Everything would be new for an international student. To select courses and communicate with teachers and understand lectures, international students must adjust to a new academic environment.
International students at Wisconsin International University College, (WIUC), Ghana, have been adjusting pretty well to their social day to day life and academic endeavours.
Sarah Augustine Wesay from Burkina Faso joined WIUC-Ghana in July 2021 to pursue her interest as a future Lawyer. She is a Level 100 Bachelor of Laws (LL. B) student with great dedication and enthusiasm.
Sarah is a charming 20-year-old who smiles a lot and makes whatever discussion you are having with her (such as this interview), captivating and interesting while being pleasantly honest and genuine.
Sarah stays under her father’s care in Ghana so she might not be one of those international students who will typically feel homesick, but due to language barrier, she still found herself either confused, lost or having difficulty interacting at the beginning of her arrival in Ghana.

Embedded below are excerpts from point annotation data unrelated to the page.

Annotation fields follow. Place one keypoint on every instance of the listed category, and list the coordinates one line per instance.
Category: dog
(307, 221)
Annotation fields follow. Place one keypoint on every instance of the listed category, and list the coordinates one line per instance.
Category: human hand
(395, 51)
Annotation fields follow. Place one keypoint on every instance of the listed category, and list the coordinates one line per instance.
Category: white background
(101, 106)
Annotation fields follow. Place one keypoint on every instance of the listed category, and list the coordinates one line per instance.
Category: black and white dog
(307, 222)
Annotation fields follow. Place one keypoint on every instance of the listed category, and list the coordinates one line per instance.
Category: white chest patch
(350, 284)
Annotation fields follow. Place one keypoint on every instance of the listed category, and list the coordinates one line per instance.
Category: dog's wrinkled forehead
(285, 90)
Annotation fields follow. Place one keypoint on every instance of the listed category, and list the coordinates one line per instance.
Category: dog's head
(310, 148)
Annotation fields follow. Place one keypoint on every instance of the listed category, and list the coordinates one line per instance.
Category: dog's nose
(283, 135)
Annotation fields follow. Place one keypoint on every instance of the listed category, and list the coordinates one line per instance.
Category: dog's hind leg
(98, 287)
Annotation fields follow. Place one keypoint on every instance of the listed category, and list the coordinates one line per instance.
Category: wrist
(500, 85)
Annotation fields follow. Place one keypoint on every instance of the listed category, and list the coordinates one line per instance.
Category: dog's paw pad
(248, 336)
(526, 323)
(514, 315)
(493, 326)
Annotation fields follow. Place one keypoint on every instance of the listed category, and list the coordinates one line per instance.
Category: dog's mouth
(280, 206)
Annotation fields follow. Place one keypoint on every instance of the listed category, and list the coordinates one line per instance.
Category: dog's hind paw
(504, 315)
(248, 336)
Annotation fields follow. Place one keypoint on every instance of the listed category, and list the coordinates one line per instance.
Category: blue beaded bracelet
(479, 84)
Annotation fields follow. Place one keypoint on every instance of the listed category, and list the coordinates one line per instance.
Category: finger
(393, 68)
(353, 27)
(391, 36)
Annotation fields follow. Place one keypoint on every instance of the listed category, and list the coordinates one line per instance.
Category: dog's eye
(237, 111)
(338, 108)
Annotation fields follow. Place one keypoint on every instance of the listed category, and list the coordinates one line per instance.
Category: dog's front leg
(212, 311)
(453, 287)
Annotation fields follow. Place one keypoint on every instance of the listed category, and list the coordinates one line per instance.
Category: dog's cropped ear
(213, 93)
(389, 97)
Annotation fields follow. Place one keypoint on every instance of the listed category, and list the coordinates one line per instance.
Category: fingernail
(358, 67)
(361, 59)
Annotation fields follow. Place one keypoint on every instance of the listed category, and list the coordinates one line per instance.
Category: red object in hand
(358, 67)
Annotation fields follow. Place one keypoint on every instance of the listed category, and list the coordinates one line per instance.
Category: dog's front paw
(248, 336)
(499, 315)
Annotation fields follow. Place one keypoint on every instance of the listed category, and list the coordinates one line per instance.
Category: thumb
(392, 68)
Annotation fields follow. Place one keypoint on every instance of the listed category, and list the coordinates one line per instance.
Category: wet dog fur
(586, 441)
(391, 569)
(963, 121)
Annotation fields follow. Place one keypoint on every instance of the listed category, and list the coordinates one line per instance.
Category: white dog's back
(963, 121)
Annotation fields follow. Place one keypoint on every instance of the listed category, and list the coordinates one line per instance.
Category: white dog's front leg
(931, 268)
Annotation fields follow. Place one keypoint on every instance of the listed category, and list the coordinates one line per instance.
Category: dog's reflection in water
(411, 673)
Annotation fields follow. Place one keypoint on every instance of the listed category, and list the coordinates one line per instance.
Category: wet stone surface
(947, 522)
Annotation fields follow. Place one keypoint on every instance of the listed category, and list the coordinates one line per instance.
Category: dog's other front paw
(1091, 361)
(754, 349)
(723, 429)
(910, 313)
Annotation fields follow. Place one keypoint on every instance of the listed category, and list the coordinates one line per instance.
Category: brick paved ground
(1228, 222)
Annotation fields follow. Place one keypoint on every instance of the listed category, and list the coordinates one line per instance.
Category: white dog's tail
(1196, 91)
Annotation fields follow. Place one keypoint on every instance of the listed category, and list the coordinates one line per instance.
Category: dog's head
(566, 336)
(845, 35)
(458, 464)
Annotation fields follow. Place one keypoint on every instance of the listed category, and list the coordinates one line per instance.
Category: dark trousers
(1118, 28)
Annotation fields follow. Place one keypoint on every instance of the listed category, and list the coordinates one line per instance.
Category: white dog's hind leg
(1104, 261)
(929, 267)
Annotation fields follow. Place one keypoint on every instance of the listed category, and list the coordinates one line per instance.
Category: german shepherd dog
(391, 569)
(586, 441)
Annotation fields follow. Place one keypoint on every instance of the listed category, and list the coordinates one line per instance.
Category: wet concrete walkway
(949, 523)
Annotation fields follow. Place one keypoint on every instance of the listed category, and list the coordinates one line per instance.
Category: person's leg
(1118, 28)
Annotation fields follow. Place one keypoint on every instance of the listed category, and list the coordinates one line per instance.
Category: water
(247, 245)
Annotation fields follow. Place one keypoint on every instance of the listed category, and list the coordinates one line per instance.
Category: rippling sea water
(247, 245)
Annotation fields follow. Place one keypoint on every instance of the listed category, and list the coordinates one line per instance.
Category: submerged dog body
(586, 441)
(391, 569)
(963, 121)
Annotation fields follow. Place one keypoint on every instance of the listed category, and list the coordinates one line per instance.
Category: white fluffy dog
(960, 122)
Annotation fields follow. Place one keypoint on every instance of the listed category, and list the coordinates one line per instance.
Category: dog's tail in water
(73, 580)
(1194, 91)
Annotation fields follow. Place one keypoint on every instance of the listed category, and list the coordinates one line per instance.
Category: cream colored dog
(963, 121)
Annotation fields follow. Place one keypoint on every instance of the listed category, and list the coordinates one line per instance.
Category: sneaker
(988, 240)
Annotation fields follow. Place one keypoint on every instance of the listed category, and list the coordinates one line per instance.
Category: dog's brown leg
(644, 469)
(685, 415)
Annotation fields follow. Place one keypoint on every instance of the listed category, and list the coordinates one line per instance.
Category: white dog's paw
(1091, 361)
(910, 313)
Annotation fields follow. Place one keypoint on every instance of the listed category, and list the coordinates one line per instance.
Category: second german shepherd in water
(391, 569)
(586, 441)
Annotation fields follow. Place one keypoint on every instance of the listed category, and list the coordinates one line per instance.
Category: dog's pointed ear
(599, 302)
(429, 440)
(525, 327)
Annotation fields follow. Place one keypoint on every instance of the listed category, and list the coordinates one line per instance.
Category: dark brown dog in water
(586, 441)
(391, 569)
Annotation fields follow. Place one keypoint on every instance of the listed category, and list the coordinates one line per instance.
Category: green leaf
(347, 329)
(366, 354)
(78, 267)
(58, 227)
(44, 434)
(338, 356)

“Sometimes when I go to buy items in town, especially vegetables, I have no idea what their Ghanaian local names are so I am found wanting, the sellers usually help me with the names when I point,” she says.
Nonetheless, after three months at a language institute before entry into WIUC-Ghana, and currently still learning, she speaks English at a Limited Professional Proficiency level.
Coping with academic work
Coping with academic work, Sarah says their course rep will usually help her if there are topics or anything relating to her course she is finding difficulty with.
In the beginning, there was a bit of difficulty understanding all the English words used in lectures “sometimes you don’t understand the English properly but I am doing better now and I understand almost everything.”
Sarah shares that she is enjoying the experience as an international student.
“I realized In Ghana, people don’t drink the Ghana Water Company Water running through the taps but rather buy another ‘clean water’ like bottle/sachet water for drinking at home,”
“In my home country, Burkina Faso, we comfortably drink water provided by Office national de l’eau et de l’assainissement, ONEA, (National Office for Water and Sanitation),” she explained.
Sarah’s Ghanaian favourite dish is banku and Tilapia.